If that description makes Forgiveness Rock Record sound dull or restrained, fear not - there are some mighty tracks here. Opener and lead single 'World Sick' is an epic construction: from a lazy, sunny guitar lick it builds into an enormous chorus, before lulling and swelling again. The series of massive crescendos and releases, spread over seven minutes, feel thrillingly intense and almost operatic. It's followed by 'Chase Scene', which opens with an ominous synth figure and dramatic strings, before intensifying into something darker, as the strings become thrillingly dissonant and drums pound. The primal riff on 'Forced to Love' contrasts beautifully with the swell of organ and lush harmonies of the chorus. 'All to All', sung by Lisa Lobsinger, feels like the centrepiece of the album - underpinned by throbbing guitars and synths, decorated with viola and, again, intriguing, unusual harmonies, it's gorgeous. 'Highway Slipper Jam' is more restrained but just as pretty, a languid, sunny acoustic guitar meander.

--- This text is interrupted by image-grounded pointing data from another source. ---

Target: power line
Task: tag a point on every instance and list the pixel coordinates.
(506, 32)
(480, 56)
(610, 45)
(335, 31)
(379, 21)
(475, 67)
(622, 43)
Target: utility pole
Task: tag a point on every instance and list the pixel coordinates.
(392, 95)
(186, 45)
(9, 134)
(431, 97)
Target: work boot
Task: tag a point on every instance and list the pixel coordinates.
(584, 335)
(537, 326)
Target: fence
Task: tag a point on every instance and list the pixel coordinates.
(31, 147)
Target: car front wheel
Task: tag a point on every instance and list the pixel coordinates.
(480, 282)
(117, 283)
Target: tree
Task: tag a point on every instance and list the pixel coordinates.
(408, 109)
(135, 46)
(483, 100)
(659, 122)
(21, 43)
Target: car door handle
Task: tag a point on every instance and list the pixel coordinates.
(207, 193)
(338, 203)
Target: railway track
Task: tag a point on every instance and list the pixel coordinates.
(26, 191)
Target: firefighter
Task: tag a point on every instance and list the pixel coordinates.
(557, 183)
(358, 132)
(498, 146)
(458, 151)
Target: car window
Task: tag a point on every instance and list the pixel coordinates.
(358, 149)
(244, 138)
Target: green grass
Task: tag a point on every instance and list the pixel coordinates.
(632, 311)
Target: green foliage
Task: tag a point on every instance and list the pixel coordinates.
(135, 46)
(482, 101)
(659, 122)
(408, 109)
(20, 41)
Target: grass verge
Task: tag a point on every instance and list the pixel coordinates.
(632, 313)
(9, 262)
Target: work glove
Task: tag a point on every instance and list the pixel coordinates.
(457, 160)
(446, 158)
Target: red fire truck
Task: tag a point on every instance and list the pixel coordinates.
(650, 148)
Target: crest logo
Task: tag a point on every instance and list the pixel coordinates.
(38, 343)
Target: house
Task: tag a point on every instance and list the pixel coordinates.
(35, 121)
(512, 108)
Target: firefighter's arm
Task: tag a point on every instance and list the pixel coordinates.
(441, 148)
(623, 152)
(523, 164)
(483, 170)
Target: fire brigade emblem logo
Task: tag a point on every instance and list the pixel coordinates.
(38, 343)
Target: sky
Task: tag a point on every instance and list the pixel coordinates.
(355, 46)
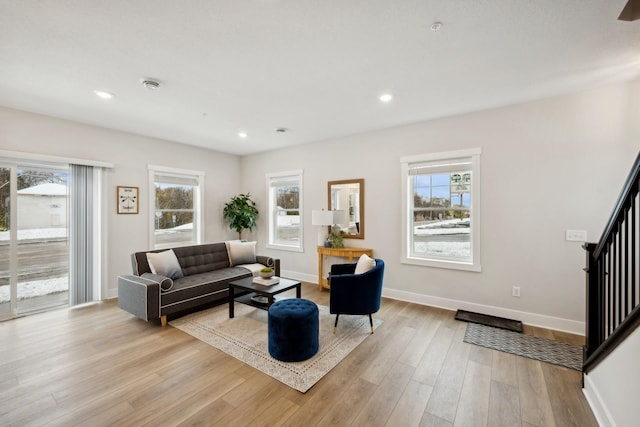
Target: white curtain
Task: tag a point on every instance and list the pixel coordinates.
(81, 234)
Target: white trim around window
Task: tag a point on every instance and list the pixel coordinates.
(284, 222)
(180, 177)
(448, 207)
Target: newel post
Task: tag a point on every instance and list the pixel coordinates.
(593, 305)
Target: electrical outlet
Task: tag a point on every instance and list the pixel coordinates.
(576, 235)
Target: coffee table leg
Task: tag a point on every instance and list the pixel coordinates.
(231, 302)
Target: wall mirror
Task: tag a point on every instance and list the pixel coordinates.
(348, 196)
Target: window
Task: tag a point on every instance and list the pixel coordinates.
(176, 207)
(284, 193)
(441, 206)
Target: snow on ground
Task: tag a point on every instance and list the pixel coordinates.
(36, 233)
(36, 288)
(61, 284)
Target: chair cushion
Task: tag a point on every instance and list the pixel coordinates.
(365, 263)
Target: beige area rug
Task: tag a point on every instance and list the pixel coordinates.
(245, 338)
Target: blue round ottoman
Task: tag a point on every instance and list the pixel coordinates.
(293, 329)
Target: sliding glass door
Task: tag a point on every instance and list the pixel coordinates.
(7, 292)
(34, 239)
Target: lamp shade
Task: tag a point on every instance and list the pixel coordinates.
(339, 217)
(322, 218)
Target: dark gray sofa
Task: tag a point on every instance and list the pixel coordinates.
(207, 272)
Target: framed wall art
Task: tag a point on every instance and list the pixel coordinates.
(128, 200)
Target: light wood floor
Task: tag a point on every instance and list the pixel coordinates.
(97, 365)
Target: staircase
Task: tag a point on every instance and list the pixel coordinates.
(613, 277)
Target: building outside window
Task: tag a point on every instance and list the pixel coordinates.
(284, 195)
(176, 199)
(441, 206)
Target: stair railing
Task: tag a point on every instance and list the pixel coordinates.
(613, 276)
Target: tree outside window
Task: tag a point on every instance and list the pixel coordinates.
(441, 219)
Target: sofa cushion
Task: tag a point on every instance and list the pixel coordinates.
(202, 258)
(241, 252)
(202, 284)
(165, 264)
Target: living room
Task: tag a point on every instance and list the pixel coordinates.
(548, 165)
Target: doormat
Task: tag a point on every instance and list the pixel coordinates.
(485, 319)
(544, 350)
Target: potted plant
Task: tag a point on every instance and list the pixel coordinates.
(241, 212)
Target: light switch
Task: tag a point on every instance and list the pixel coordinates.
(576, 235)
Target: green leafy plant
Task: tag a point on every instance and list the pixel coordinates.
(241, 212)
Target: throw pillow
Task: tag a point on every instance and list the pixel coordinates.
(165, 282)
(365, 263)
(241, 252)
(165, 264)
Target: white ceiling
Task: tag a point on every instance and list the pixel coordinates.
(313, 67)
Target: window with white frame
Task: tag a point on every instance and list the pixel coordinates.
(175, 201)
(441, 209)
(284, 195)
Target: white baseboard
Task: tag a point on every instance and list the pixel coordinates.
(532, 319)
(600, 411)
(110, 293)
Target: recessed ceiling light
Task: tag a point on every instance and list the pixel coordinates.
(150, 84)
(102, 94)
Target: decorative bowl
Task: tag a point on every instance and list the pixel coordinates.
(266, 274)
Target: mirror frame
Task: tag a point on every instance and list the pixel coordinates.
(359, 181)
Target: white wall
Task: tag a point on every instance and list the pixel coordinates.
(547, 166)
(131, 154)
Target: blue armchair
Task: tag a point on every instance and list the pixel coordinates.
(355, 293)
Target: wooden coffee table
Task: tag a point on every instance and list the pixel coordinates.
(256, 290)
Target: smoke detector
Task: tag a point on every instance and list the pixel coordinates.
(150, 84)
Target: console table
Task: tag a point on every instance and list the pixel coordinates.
(349, 253)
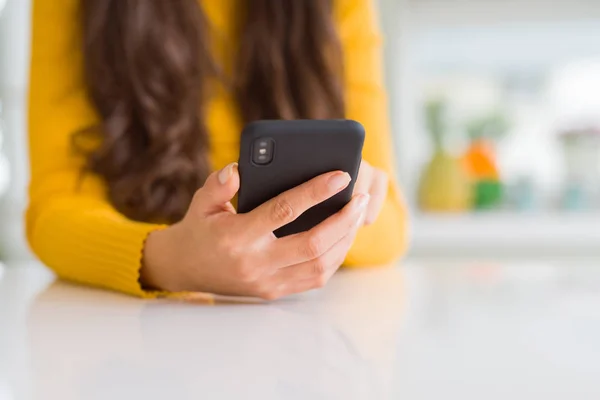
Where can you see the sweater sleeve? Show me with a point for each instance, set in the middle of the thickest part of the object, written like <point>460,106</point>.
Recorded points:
<point>71,226</point>
<point>386,240</point>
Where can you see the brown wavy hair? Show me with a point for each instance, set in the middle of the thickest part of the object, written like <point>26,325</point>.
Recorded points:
<point>148,68</point>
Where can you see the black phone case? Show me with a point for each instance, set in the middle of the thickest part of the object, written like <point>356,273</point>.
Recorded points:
<point>303,150</point>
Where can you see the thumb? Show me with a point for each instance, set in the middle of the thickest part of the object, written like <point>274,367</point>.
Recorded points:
<point>220,187</point>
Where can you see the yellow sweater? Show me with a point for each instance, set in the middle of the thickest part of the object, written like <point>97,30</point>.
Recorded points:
<point>71,225</point>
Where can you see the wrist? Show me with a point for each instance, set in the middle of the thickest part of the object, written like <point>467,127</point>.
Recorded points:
<point>157,272</point>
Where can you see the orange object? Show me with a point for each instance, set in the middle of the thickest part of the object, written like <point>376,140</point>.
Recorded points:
<point>480,161</point>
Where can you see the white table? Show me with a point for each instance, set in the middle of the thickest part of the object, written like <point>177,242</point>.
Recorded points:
<point>422,331</point>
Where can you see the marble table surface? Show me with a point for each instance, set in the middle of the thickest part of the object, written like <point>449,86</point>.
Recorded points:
<point>420,330</point>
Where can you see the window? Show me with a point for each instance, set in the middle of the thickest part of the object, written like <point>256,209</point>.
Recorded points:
<point>498,121</point>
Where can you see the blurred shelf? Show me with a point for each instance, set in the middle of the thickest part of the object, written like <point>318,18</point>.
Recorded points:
<point>478,12</point>
<point>504,232</point>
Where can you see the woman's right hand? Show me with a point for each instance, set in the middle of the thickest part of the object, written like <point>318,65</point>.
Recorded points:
<point>215,250</point>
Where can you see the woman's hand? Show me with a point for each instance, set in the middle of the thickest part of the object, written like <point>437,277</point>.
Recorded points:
<point>374,182</point>
<point>215,250</point>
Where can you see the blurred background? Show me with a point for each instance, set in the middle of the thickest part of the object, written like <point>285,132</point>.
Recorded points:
<point>495,106</point>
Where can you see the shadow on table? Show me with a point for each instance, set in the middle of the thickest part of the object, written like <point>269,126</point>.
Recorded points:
<point>334,343</point>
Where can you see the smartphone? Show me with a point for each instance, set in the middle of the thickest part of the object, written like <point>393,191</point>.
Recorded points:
<point>278,155</point>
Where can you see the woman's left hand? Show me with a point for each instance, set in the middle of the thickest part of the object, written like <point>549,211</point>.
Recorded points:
<point>375,182</point>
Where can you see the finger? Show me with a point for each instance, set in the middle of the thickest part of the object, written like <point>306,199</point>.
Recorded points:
<point>363,181</point>
<point>312,244</point>
<point>289,205</point>
<point>378,192</point>
<point>322,268</point>
<point>220,187</point>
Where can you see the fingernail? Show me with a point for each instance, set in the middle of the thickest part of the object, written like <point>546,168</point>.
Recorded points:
<point>225,174</point>
<point>361,220</point>
<point>338,181</point>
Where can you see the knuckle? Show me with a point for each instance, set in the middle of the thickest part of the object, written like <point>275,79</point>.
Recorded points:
<point>245,271</point>
<point>282,210</point>
<point>313,246</point>
<point>319,266</point>
<point>315,193</point>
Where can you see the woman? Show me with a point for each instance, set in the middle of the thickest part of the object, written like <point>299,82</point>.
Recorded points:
<point>134,102</point>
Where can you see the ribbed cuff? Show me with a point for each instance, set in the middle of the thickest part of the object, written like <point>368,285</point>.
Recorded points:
<point>88,242</point>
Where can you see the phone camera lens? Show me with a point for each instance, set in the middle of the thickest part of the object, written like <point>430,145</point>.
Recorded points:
<point>263,151</point>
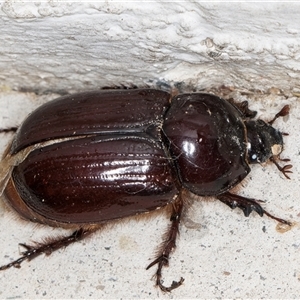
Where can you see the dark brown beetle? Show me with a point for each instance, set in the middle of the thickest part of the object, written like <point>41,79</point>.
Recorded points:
<point>82,160</point>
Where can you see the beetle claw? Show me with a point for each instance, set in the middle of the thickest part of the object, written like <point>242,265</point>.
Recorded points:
<point>247,205</point>
<point>163,261</point>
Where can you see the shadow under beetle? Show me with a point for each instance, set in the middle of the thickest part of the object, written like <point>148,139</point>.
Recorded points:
<point>86,159</point>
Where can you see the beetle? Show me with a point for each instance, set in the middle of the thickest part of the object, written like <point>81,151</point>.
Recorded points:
<point>83,160</point>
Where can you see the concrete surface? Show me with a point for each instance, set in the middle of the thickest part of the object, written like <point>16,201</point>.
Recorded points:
<point>57,45</point>
<point>221,254</point>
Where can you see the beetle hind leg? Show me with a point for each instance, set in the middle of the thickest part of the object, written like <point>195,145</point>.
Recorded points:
<point>167,247</point>
<point>247,205</point>
<point>32,251</point>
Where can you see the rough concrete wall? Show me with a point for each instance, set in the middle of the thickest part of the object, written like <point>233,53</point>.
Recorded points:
<point>253,48</point>
<point>71,46</point>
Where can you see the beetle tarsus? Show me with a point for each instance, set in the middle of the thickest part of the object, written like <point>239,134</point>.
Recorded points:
<point>47,248</point>
<point>247,205</point>
<point>283,112</point>
<point>169,244</point>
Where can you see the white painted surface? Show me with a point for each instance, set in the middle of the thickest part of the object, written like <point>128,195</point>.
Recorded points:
<point>51,46</point>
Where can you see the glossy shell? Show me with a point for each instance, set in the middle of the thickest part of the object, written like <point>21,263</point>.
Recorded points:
<point>113,154</point>
<point>207,140</point>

I could go on. Almost every song has something to recommend it; there's a lot to enjoy here. Perhaps too much - at 14 tracks and 63 minutes, the record could have been a little more digestible. But the standard is high throughout and it's more accessible than most of the material on previous Broken Social Scene albums, while still retaining a sense of experimentation. John McEntire's production locates all the right textures while keeping the sound clear and crisp; there's not the fuzziness and lo-fi crackle that made You You Forgot it in People feel a little messy. McEntire and Drew seem to have found a way to focus the minds of their gaggle of creative talents onto a single goal: to make rich, powerful, complex and heartfelt pop music. On that score, Forgiveness Rock Record is a resounding success.